River cruises typically offer a complimentary walking or bus tour to get you acquainted with the town you're visiting, giving you a quick overview of the history and landmarks, so you can make mental notes of what you want to explore when you have some free time. Take advantage of the guides leading these -- they're usually locals or have lived in the region for a while -- and pick their brain about what you are interested in seeing. Whether you're curious about the top thermal baths in Budapest or where to go wine tasting in Bordeaux, they should have solid recommendations. Don't forget to chat up the staff on the ship, too, since they will be very familiar with the region if not from there.
2. Locate a landmark.
If you're on a short time frame and only have a few hours to explore a port town -- typically the case if you're only there for the day and have a morning excursion -- one of the best ways to easily explore worrying about getting lost is to start at a walking or shopping street. In Budapest, for example, there's the pedestrian shopping street Váci street that runs parallel to the Danube and leads to the indoor Central Market Hall. In Bordeaux you can find the Rue Sainte-Catherine, the longest shopping street in Europe, just a 10 minute walk from the river Garonne. Again, your guide or cruise concierge should be able to tell you where the main streets are.
3. Go for a riverside bike ride.
Your river cruise ship will usually dock in the heart of the city, or at least not too far from it.

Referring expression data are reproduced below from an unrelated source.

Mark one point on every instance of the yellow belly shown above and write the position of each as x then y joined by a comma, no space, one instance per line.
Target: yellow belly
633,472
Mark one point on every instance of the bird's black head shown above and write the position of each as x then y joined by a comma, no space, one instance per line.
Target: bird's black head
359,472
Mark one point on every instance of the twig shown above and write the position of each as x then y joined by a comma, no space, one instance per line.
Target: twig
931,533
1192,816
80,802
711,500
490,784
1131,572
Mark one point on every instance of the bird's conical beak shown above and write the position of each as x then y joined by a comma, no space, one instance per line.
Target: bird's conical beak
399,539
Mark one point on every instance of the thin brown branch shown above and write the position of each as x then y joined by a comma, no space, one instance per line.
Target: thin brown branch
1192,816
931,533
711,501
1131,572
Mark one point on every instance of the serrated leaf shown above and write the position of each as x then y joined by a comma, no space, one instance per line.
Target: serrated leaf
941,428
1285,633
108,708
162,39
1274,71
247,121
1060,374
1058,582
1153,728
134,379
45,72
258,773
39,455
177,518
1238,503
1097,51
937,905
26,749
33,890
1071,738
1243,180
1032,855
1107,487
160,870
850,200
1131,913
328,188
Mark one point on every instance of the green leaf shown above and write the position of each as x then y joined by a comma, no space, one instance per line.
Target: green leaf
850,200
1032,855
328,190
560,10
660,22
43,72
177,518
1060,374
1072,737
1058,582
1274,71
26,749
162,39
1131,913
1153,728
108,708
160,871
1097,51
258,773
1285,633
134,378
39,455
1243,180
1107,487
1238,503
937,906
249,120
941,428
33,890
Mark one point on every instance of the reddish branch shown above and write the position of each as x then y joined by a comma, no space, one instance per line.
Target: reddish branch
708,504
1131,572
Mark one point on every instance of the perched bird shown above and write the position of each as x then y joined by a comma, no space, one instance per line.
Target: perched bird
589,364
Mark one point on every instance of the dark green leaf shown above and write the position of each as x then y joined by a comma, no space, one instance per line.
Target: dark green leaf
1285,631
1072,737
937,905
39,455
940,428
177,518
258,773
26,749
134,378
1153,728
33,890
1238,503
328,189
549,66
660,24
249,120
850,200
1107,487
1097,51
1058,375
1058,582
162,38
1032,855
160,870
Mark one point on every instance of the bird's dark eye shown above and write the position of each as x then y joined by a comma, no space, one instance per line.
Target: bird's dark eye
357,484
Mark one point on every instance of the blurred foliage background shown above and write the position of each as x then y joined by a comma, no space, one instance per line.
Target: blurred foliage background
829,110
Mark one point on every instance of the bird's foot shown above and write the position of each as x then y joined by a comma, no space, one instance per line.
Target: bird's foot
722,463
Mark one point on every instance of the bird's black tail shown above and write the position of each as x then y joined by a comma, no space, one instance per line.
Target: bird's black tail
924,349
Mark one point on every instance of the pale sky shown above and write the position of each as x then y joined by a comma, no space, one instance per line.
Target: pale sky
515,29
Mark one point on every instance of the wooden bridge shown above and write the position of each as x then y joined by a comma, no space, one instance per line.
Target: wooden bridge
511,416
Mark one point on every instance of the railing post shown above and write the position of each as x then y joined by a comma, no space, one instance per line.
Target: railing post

While some destinations are easy to get to on foot or by bus, biking is a great way to cover more ground and see the sights more quickly. Some river cruises offer complimentary bikes onboard, perfect for jumping right onto the bikeways running along the river. Many European towns also now have bike share programs, sometimes with some free minutes. Just grab one near the docks and drop the bike off at other stands around town when you're done.
4. Take a (somewhat) self-guided tour.
If you're on a river cruise (like Scenic Cruises) that offers GPS-enabled devices, you can use it to point out and learn more about landmarks onshore. Scenic's devices, for example, even offer directions and routes for walking and biking tours, so you can take a mapped-out tour at your own pace. You'll be able to take any detours that catch your whimsy, but don't have to spend too much precious time cobbling together an itinerary. Some ships also have maps and guidebooks that delineate good walks in the destinations you'll be visiting.
5. Go the distance.
On the off chance that your ship isn't within walking distance of the city center, don't feel like you have to stay stuck aboard the ship. Some river cruises offer bus transfers to a meeting point in the city with scheduled return times, or the concierge can arrange a taxi or point you in the direction of affordable public transportation options. Just be sure to keep an eye on the time and get back on board well before disembarkation.
This mentality goes the same for eating off board. A few river cruises offer all-inclusive packages, and while dining and drinking on board helps get the most bang for your buck, this doesn't mean you shouldn't sample the local cuisine. Go and try wiener schnitzel and Sachertorte cake in Vienna or bratwursts in Nuremberg. Your taste buds will thank you.